In the more than four years that Palestine Action have waged their campaign against Israeli arms producer Elbit Systems and its various suppliers and subsidiaries, despite several prosecutions the Crown has had only one successful outcome against co-founder Richard Barnard. At a six-week trial last year at Snaresbrook Crown Court the jury returned a guilty verdict (for criminal damage) on just one count, while multiple other charges resulted in acquittal or a split jury.
Palestine Action face the same sort of crackdown as that affecting peaceful climate protesters – vested interests pressuring the government to introduce new laws and ever more Kafkaesque ‘clarifications’ in the legal system. The authorities are making it almost impossible for defendants to explain to a jury the true context of an action, which in many protest-related cases often led to acquittals when it was previously permitted.
Those vested interests include the Israeli government, as revealed by Palestine Action in documents last week, and as covered previously here, those fossil-fuel and arms industry-funded ‘think tanks’ and ‘independent’ government advisors, such as Policy Exchange and Lord Walney.
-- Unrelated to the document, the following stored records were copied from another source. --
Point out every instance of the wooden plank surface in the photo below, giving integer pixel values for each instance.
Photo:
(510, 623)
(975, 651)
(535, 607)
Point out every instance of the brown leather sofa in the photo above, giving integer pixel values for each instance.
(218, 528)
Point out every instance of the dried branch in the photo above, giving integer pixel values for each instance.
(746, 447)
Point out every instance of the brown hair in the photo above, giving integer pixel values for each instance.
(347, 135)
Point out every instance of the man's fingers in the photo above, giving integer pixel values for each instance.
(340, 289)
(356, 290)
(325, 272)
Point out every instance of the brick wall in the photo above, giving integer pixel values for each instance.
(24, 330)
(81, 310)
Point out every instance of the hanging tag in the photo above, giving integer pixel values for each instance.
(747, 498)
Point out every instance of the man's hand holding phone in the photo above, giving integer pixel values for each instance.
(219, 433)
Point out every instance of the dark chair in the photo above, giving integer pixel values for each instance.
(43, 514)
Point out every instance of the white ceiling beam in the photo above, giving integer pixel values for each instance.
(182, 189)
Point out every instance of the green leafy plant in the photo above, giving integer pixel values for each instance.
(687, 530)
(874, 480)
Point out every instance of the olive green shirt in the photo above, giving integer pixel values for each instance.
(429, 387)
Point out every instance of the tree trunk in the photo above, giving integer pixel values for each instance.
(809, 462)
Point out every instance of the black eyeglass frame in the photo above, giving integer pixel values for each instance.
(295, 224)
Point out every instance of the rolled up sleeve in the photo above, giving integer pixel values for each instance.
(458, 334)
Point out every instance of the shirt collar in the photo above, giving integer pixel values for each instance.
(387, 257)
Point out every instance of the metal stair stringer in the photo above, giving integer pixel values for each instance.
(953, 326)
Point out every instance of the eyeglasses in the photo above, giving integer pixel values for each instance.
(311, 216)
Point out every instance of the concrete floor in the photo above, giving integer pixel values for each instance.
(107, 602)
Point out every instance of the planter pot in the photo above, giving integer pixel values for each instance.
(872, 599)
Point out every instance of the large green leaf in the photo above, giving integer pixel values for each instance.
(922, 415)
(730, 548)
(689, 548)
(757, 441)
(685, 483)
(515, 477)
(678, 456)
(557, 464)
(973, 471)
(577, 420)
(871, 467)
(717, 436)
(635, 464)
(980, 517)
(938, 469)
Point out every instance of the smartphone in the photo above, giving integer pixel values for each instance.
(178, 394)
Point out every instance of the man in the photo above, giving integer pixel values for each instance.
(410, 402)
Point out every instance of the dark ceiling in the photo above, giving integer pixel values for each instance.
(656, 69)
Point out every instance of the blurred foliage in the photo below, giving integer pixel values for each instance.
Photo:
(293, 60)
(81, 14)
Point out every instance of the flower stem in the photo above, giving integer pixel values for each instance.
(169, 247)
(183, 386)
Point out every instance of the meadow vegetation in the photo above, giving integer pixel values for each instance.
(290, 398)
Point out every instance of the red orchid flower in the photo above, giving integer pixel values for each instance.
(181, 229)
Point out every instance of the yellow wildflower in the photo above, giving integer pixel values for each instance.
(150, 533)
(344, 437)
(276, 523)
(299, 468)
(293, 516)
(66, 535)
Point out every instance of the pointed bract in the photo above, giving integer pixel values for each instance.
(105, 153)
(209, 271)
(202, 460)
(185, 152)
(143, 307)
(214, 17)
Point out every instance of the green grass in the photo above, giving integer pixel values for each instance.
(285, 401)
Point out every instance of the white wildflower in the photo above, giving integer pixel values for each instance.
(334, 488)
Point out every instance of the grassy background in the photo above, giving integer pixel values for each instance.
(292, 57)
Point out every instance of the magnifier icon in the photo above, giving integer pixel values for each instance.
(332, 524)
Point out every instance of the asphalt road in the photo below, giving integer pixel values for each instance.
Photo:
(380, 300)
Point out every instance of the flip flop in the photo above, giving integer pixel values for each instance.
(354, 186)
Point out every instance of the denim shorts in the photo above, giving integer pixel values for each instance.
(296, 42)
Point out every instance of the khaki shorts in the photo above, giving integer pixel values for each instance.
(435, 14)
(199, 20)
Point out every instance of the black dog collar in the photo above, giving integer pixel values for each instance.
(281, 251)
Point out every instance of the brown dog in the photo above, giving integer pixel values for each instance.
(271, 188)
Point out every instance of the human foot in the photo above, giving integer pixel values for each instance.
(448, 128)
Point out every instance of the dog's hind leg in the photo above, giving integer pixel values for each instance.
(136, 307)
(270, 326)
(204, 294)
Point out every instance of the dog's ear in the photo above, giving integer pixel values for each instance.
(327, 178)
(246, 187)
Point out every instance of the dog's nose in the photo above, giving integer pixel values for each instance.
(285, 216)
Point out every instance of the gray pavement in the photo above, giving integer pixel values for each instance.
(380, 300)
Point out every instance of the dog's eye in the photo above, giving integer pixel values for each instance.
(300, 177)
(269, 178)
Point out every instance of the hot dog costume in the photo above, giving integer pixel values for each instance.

Perhaps under that outside pressure, the Crown has laid three new charges against Barnard, arising from two speeches he gave ahead of that Snaresbrook trial last year. Unlike the recent case of six ‘actionists’ who were arrested and held under terrorism legislation, but later charged with a range of non-terrorist charges, it looks like the authorities are proceeding with this prosecution.
At the pre-trial hearing on Friday morning at the Old Bailey, a date and venue were set for a plea hearing on 13th December and a 5-day trial next year from April 14th, both at Manchester Crown Court.
Barnard is charged with ‘expressing an opinion or belief that was supportive of a proscribed organisation, namely Hamas, being reckless as to whether it encouraged support of that organisation’ contrary to section 12(1A) of the Terrorism Act 2000. Two other charges of encouraging the commission of criminal damage will also be heard.
Despite new laws and restrictions on defence, juries are still freeing brave activists who take action against the industry supplying aid to Israel’s rampage in the Middle East. Just last month at Bradford Crown Court, despite the four defendants being refused any defence in law, a jury was unable to reach a decision over criminal damage said to have cost more than half a million pounds to Teledyne Space and Defence Ltd in the Wirral, which supplies components for Israeli F-35 jets.
On the other hand, more activists are facing prison, being remanded for actions with long waits for trials. As Richard Barnard says in this Real Media interview, “When they crack down, when they repress people, more people step into that space, and more people become active. They don’t learn their lessons from history, whereas we do.”